Cutaway drawing showing small figures busy operating treadmill level technology inside a head.
The Scottish Word:


Staun bye chiels, I see the spune oan its wye.

Get ready tae pit yer backs intae it eneuch tae strain them tuith bandits.

Mak that fitwhirlie dirl tae clap the chafts richt weel.


chaft: chin, jaw, cheeks.

Stand by lads, I see the spoon on its way.

Get ready to put your backs into it enough so as to put a strain on those metal bands that strengthen the teeth.

Make that that treadmill spin ringingly to pound the jaws right well.

The Scottish Word: chaft with its definition and its meaning illustrated and captioned with the word used in context in the Scots language and in English.

Cognitive Bias.

Drawing all the wheels and cogs in that head got me thinking of cognitive bias and how cognitive biases can get you to make an idiot out of yourself without even trying.

These biases are built in and subtly affect your thinking and your view of the world. They are very difficult to counter and even to be aware of. We all have them.

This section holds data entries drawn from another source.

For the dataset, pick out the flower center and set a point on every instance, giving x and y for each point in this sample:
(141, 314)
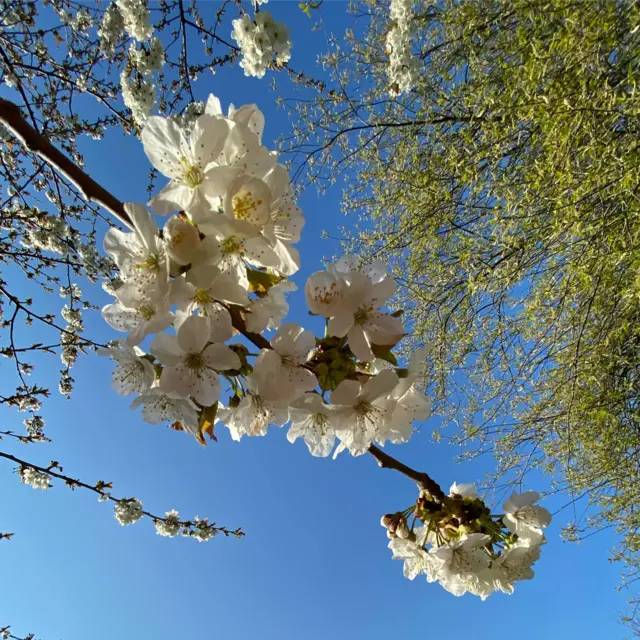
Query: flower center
(244, 205)
(202, 297)
(146, 311)
(193, 174)
(360, 316)
(150, 264)
(231, 245)
(195, 361)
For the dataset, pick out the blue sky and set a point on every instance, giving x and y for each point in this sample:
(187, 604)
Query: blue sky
(314, 562)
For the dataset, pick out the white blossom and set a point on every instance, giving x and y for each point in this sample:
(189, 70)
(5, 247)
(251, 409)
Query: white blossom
(261, 41)
(363, 410)
(136, 18)
(269, 311)
(34, 478)
(191, 362)
(314, 421)
(253, 415)
(158, 407)
(139, 96)
(280, 371)
(525, 518)
(111, 29)
(128, 511)
(133, 373)
(170, 526)
(188, 163)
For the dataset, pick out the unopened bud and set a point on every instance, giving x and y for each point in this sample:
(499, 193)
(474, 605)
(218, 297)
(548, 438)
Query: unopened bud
(402, 530)
(182, 239)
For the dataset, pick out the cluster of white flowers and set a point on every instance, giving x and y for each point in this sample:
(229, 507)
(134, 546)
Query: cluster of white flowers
(231, 246)
(110, 30)
(128, 511)
(34, 478)
(404, 67)
(261, 41)
(139, 95)
(464, 548)
(135, 16)
(170, 526)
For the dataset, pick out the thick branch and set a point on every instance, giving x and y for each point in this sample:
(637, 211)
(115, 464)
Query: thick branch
(101, 490)
(12, 118)
(423, 480)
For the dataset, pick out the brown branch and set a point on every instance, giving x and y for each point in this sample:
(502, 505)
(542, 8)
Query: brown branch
(10, 115)
(101, 489)
(423, 480)
(35, 142)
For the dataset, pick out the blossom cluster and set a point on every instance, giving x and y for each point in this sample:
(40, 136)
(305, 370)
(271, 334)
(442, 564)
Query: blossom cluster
(458, 543)
(404, 67)
(261, 41)
(226, 248)
(34, 478)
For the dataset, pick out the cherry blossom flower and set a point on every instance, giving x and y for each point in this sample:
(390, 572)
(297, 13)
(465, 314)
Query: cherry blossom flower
(254, 413)
(359, 317)
(463, 490)
(461, 561)
(190, 164)
(138, 313)
(140, 255)
(363, 410)
(133, 373)
(514, 564)
(182, 239)
(314, 421)
(191, 364)
(249, 115)
(203, 289)
(525, 518)
(233, 244)
(159, 407)
(325, 293)
(416, 559)
(411, 402)
(280, 371)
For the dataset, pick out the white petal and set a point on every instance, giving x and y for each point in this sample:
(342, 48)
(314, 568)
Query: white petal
(193, 334)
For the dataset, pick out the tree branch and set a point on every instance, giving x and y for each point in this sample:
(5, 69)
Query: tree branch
(101, 489)
(11, 117)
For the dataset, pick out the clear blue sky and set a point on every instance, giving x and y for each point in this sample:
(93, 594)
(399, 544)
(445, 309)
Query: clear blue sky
(314, 562)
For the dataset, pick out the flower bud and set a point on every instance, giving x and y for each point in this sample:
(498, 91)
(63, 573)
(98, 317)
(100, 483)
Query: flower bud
(402, 530)
(182, 239)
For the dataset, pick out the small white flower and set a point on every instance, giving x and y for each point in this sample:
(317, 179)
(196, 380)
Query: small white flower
(158, 407)
(464, 490)
(191, 364)
(34, 478)
(514, 564)
(140, 255)
(314, 421)
(181, 238)
(525, 518)
(461, 561)
(280, 371)
(137, 313)
(128, 511)
(190, 164)
(268, 312)
(254, 414)
(170, 526)
(133, 372)
(363, 410)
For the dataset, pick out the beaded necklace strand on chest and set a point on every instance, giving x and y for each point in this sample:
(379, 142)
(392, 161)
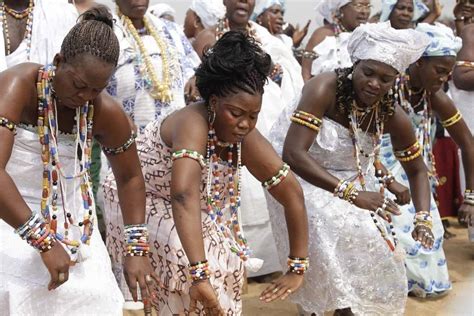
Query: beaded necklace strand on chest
(54, 176)
(27, 13)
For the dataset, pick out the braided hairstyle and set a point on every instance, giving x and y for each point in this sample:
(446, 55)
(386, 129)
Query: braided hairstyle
(93, 34)
(235, 63)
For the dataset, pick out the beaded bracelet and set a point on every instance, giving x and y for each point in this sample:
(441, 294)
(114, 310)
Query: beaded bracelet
(199, 271)
(37, 233)
(136, 240)
(118, 150)
(192, 154)
(410, 153)
(298, 265)
(452, 120)
(306, 119)
(278, 178)
(4, 122)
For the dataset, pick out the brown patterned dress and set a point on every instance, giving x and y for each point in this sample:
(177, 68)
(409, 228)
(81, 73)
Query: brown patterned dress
(168, 256)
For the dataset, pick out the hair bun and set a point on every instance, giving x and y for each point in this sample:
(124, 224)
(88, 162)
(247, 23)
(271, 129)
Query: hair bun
(99, 13)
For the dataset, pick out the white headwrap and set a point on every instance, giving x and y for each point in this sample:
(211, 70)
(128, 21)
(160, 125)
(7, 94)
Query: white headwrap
(160, 9)
(381, 42)
(209, 11)
(262, 5)
(329, 8)
(419, 9)
(443, 42)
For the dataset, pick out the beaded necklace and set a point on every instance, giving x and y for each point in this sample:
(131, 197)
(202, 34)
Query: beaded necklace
(354, 123)
(54, 176)
(28, 12)
(159, 90)
(216, 204)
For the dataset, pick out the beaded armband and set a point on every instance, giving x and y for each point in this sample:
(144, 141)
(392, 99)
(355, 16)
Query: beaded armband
(347, 191)
(410, 153)
(199, 271)
(423, 218)
(37, 233)
(4, 122)
(469, 197)
(192, 154)
(136, 240)
(462, 63)
(278, 178)
(452, 120)
(120, 149)
(298, 265)
(306, 119)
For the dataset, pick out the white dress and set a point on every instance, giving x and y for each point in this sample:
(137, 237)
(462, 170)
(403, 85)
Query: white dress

Below are a few of the main ones to watch yourself for – and the first two are particularly tricky for us creatives:

Illusory Superiority.

Illusory superiority is when we think our performance is better than it actually is and think it is superior to anyone else’s. How bad you have this one will determine how much of a narcissist you are. And if you are a narcissist you will definitely think you are too superior to be illusory about it.

If you are a creative you should at least have some unshakeable confidence and belief in yourself and your abilities – without delusion. Good luck.

“…Ability is not a fixed property; there is a huge variability in how you perform. People who have a sense of self-efficacy bounce back from failures; they approach things in terms of how to handle them rather than worrying about what can go wrong” Albert Bandura.

PS. Men suffer from illusory superiority more than women as do the children of the wealthy.

To counteract illusory superiority get some honest feedback. Use a friend or colleague as a “devil’s advocate”. Find your misconceptions and disarm them one by one by questioning, analyzing, and simplifying – either self arguing or in a debate. And test, test, test. None of your opinions, or experience, should ever be embraced without good data to back it up.

In projects try to be humble, take time to identify what could go wrong, overestimate the time and cost it will take, and try not to be too caught up in the desired outcome.

If this makes you worried about your over-confidence, odds are pretty good you need more confidence, not less. Use that newfound boldness to try and enlighten those who’s “ignorant mind is precisely not a spotless, empty vessel, but one that’s filled with the clutter of irrelevant or misleading life experiences, theories, facts, intuitions, strategies, algorithms, heuristics, metaphors and hunches that regrettably have the look and feel of useful and accurate knowledge.” David Dunning of the Dunning-Kruger effect.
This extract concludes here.